Today, he does not hesitate to encourage everyone he meets on the street to quit smoking. “When I see someone smoking in the street, I say to him: What are you doing? Don’t you have enough to live for?” he says, adding with a laugh that nothing could stop him despite his 120 pounds.
Detected early
As part of the high-risk population targeted by the early detection of lung cancer pilot project, Mr. Burdge was screened in the spring.
For great convenience, no cancer was detected. “It was fear,” he explains. Not only because of his history as a regular smoker, but also for his 30 years in a foundry in the dust.
He asks all his friends to imitate him and take the tests before it’s too late. Recently, he said that a dear friend confided to him that he was feeling increasingly weak. Examinations at the hospital revealed not one, but five cancers as the disease spread, and he follows with affection.
Quitting smoking is the best medicine
All doctors agree that the best way to prevent lung cancer is to quit smoking.
“It’s never too late, it’s never too late [pour cesser de fumer] ‘,” insists director of the Smoking Cessation Program at McGill University Health Center (MUHC), pulmonologist Sean Gilman.
In Quebec, there are 10,000 new cases of cancer linked to cigarette smoking each year. It is the main avoidable risk factor. In other words, if there is one thing we can address, it is smoking,” adds Vice President of the Canadian Cancer Society, Diego Mina.
Experts note that several studies show that quitting smoking can restore up to 10 years of life.
worst years
Pulmonologist Simon Martel, MD, a physician at the University Institute of Cardiology and Pulmonary Diseases of Quebec (IUCPQ), believes that the province is currently experiencing its worst years in terms of lung cancer diagnoses.
It will be necessary to wait another 10 to 15 years before the beneficial effect of the decline in smoking begins to be felt further and further.
Since the first decade of the 21st century, anti-smoking laws have helped reduce the number of smokers dramatically.
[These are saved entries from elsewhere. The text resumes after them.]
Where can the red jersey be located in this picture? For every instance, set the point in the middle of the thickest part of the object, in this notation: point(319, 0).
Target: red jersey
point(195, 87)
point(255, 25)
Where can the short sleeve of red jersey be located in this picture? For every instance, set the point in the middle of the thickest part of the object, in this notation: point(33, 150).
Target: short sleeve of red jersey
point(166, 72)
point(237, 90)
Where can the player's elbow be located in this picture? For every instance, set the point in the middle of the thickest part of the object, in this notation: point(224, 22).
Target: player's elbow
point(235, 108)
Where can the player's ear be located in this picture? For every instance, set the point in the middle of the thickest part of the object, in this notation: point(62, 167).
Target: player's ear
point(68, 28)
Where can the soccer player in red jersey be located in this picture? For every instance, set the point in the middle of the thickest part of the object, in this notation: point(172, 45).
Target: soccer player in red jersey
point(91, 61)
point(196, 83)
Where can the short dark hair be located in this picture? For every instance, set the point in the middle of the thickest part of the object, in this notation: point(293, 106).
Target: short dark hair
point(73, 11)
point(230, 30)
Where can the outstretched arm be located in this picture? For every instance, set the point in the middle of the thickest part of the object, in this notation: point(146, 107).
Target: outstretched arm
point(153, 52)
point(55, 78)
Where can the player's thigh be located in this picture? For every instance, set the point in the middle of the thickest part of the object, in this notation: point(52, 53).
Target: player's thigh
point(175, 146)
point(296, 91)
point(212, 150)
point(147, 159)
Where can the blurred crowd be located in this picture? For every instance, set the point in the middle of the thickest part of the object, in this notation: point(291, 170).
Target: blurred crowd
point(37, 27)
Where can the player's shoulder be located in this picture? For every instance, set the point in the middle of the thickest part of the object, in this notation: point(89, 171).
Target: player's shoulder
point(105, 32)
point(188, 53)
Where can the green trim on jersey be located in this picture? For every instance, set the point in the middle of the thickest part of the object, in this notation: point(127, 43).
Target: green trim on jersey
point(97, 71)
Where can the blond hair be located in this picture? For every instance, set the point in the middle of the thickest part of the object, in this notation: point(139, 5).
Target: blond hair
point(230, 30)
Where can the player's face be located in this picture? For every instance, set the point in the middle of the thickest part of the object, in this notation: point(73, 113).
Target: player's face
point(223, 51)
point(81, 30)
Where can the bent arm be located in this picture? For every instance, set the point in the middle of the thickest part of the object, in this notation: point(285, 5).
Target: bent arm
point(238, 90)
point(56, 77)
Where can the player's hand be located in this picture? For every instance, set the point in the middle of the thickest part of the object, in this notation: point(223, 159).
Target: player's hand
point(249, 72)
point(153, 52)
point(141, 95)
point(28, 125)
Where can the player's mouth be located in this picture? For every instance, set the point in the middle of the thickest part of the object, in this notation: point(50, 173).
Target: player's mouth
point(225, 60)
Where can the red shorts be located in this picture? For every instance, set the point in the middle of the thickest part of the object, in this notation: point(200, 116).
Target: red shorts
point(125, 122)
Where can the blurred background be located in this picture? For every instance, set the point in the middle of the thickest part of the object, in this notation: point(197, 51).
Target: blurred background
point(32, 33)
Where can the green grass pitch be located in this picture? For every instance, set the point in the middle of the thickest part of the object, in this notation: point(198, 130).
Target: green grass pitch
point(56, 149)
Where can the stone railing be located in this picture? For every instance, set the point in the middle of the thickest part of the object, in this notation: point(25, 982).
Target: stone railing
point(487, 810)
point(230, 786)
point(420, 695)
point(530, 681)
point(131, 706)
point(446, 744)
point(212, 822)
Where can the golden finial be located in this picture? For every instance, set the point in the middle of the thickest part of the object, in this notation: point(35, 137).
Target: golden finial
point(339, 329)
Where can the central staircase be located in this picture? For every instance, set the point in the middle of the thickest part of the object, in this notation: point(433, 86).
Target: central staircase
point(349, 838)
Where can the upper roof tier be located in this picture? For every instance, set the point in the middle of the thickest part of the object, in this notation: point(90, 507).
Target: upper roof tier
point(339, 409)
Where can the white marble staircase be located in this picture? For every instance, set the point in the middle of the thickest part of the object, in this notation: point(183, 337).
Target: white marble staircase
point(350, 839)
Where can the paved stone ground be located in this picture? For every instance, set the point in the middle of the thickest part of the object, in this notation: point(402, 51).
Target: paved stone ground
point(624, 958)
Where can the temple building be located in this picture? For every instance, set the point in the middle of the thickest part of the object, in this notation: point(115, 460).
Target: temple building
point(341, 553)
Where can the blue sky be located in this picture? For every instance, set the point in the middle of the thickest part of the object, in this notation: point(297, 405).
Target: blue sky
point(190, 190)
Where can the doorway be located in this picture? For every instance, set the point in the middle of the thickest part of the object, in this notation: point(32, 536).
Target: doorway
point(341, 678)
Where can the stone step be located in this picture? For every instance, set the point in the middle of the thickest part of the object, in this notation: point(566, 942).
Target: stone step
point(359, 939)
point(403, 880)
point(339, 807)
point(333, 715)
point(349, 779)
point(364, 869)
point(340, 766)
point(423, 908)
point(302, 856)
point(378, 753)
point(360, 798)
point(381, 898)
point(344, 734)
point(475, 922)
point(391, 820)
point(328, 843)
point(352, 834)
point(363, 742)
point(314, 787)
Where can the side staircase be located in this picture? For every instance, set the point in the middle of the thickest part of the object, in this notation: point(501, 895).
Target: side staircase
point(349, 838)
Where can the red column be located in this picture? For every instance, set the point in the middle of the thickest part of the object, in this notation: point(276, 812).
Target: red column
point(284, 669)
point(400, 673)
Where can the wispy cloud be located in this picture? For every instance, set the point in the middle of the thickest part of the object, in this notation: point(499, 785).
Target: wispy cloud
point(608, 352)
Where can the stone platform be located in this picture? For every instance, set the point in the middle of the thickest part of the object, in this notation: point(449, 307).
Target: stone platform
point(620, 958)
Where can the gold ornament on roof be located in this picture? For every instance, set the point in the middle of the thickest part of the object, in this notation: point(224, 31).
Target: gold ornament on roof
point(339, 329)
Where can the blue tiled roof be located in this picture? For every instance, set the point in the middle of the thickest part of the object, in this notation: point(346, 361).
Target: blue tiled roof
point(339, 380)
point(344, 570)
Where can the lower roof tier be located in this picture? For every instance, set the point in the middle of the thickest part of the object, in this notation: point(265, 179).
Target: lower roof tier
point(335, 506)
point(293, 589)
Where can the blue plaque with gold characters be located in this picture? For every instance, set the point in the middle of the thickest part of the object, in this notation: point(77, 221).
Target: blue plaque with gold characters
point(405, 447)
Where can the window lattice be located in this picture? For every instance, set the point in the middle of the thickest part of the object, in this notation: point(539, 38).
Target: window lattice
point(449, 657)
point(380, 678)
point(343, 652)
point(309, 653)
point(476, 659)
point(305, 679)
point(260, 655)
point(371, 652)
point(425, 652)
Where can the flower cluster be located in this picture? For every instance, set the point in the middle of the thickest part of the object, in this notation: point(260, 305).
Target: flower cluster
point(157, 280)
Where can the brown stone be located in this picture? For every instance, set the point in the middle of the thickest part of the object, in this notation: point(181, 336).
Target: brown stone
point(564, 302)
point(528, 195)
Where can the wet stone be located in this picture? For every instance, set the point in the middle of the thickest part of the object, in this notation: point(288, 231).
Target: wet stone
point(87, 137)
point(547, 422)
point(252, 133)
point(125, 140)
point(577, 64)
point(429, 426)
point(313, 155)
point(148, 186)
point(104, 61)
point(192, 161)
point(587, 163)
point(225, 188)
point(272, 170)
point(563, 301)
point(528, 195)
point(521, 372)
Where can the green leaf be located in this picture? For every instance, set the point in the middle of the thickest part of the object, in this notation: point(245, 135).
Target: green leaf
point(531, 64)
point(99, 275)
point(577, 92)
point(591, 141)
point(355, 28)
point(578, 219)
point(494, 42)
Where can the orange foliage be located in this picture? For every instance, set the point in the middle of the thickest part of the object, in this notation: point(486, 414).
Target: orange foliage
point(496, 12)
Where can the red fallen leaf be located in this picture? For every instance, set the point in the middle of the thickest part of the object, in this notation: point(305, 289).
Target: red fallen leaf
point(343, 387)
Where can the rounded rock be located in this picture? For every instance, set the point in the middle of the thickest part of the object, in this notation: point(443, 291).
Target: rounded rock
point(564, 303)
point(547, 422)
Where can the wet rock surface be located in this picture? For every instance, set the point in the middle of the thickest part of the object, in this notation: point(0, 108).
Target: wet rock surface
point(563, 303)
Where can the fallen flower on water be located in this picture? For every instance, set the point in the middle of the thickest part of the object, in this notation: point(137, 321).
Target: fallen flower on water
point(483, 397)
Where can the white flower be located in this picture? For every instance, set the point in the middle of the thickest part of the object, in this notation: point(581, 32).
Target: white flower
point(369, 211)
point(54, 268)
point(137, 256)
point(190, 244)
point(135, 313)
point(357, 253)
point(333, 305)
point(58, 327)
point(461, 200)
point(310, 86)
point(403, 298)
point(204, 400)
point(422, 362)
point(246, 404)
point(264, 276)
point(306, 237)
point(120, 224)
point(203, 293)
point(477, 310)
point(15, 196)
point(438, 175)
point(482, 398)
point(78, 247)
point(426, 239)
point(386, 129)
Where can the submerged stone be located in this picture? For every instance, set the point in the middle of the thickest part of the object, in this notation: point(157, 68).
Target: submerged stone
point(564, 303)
On the other hand, the ds Martel notes that an aging population is another risk factor for cancer.
More flexible
for ds Shawn Gilman, Prevention remains key in the fight against lung cancer.
It also asks the government to better compensate medicines for smoking cessation. Currently, a patient can get it for free for 24 consecutive weeks in a year.
However, treatment is difficult and must often be interrupted by those who wish to quit smoking for good. He argues that the government should show more flexibility.